1/10
I Love to Hate Kay Francis Movies
4 February 2024
Warning: Spoilers
Women can't help but falling in love. They can't achieve a task that involves a man because their hearts will get in the way. That's what this movie has told us. This and "Office Wife" and "Dishonored" and so many other movies from the 30's. Women, especially if Kay Francis is playing the character, cannot help themselves around men.

Kay Francis is the worst when it comes to her roles. "Dangerous Curves," "Behind the Make-Up," "Transgression," "For the Defense," "The Scandal Sheet," "Ladies' Man," "Guilty Hands," "Street of Women," and "Jewel Robbery" are all examples of Kay Francis playing the adulteress, or the mistress.

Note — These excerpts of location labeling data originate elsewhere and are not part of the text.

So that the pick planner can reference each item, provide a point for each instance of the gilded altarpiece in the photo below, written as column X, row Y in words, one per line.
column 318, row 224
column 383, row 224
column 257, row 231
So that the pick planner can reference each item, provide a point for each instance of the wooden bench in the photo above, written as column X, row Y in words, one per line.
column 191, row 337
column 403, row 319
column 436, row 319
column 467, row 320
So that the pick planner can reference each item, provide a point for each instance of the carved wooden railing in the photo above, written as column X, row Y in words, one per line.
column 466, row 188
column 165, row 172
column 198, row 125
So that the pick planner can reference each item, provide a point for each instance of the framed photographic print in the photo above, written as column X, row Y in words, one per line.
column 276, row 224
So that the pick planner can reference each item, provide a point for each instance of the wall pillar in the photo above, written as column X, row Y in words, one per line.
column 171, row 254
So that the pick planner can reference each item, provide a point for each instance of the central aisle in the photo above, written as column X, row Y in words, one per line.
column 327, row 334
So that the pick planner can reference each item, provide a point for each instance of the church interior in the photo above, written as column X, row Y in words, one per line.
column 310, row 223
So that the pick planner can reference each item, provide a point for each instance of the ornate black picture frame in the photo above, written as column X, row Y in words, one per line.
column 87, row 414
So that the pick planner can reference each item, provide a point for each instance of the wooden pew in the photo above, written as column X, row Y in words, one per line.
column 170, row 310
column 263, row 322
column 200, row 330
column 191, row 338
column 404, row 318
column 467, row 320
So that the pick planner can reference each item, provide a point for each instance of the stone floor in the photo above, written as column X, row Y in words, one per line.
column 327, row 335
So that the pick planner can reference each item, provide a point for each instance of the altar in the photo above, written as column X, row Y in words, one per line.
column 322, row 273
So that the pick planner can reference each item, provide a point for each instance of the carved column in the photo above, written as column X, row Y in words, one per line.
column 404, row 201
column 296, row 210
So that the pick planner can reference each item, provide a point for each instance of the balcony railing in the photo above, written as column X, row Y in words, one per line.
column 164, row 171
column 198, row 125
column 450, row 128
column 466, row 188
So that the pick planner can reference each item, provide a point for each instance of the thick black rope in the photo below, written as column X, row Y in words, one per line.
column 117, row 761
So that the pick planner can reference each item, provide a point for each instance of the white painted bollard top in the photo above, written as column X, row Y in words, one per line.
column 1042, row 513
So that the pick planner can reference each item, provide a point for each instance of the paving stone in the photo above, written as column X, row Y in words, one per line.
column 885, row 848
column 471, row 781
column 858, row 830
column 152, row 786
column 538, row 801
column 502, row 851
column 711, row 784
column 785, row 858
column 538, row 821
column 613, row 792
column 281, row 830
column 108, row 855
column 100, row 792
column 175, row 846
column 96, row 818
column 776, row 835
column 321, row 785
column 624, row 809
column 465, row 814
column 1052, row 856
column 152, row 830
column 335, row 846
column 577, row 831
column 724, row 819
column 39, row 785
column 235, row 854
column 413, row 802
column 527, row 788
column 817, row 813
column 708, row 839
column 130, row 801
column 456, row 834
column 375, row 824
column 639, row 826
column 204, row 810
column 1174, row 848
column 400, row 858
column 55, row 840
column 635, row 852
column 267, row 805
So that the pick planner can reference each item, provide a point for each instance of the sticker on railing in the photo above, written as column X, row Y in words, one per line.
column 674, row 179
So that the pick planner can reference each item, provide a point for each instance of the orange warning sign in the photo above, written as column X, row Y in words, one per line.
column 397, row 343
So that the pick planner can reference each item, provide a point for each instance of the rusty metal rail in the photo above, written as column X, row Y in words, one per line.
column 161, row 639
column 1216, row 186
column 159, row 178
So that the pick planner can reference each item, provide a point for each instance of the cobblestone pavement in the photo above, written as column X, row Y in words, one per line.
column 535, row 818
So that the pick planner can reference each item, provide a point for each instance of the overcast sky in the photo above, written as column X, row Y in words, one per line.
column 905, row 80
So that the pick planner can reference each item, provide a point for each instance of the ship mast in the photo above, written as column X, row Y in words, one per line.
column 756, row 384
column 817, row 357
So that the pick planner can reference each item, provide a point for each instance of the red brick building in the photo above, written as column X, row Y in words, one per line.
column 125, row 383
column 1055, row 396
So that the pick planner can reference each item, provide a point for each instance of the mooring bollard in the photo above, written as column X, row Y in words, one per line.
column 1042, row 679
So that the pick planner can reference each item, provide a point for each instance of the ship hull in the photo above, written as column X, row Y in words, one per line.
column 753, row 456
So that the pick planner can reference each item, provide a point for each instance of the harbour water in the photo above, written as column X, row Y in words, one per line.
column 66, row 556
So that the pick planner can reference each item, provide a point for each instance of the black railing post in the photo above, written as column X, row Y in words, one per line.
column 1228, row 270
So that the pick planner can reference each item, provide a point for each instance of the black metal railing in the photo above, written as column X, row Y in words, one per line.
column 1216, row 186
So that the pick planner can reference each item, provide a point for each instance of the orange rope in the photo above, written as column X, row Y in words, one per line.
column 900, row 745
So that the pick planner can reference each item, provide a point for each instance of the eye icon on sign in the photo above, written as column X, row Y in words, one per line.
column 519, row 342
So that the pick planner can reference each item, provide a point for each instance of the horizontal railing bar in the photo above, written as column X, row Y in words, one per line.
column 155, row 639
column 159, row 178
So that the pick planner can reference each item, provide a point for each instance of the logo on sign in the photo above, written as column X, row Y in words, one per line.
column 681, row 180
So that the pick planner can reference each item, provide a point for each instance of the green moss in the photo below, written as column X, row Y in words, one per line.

"Virtuous Sin" takes place in Russia 1914 and Kay Francis plays Marya Ivanova Sablin. She passively married Victor Sablin (Kenneth MacKenna) though she didn't love him. She told him she didn't love him and that she'd never found love. He wanted to marry her anyway in hopes that one day she could learn to love him. Her whole "never found love" spiel was foreshadowing of the worst kind. If a man or woman EVER says they've never found love, then without a doubt they'll find love.

Marya and Victor were getting along fine until Victor was drafted. She went to beg General Gregori Platoff (Walter Huston) to release her husband from his duty because he was a great scientist working on something important. She got in maybe two words before he shut her--and all the other women whose husbands and sons were drafted--down.

Victor went to war and was made a lieutenant, but he continued to neglect his duties as a soldier. He was stripped of his rank and made to do menial tasks as punishment. One day he lost his head and went off on the general. For that he was sentenced to death. He was to remain in prison for a week before facing a firing squad.

When Marya heard the news she jumped into action. She would pretend to be a cabaret girl to get close to the general and try to influence him to change his mind about executing Victor. Her only real tool to accomplish this was her sexuality and female charm. She turned it on and it worked all too well. The general fell in love with her.

But here's the problem: she also fell in love with him.

Firstly, it didn't even make sense because the general was a ruthless brute. But I guess "ladies love brutes" (the title of a 1930 movie starring George Bancroft). If women aren't falling in love with charming, suave gentlemen they are falling in love with unrefined, unromantic, ogres who find it hard to say nice things (see "Virtue," "Office Wife," and "Beauty and the Boss" to name a few).

Secondly, Marya was turning on her sexuality as a tool to get what she needed, why did it have to be or become authentic? The same thing happened in "Dishonored" when Marlene Dietrich played an Austrian spy who fell in love with the enemy and even committed treason for him. Maybe Hollywood and audiences saw it as something romantic back then, but I see it as perpetuating a ridiculous stereotype. What we got back then were either women who wanted money, men, or both, and there was no limit on either. If there were two nice guys, she'd fall in love with both of them.

"The Virtuous Sin" was just another bad romance that employed the hated love triangle. And really, at this point in time, I think I watch Kay Francis movies just to find more reasons to hate her.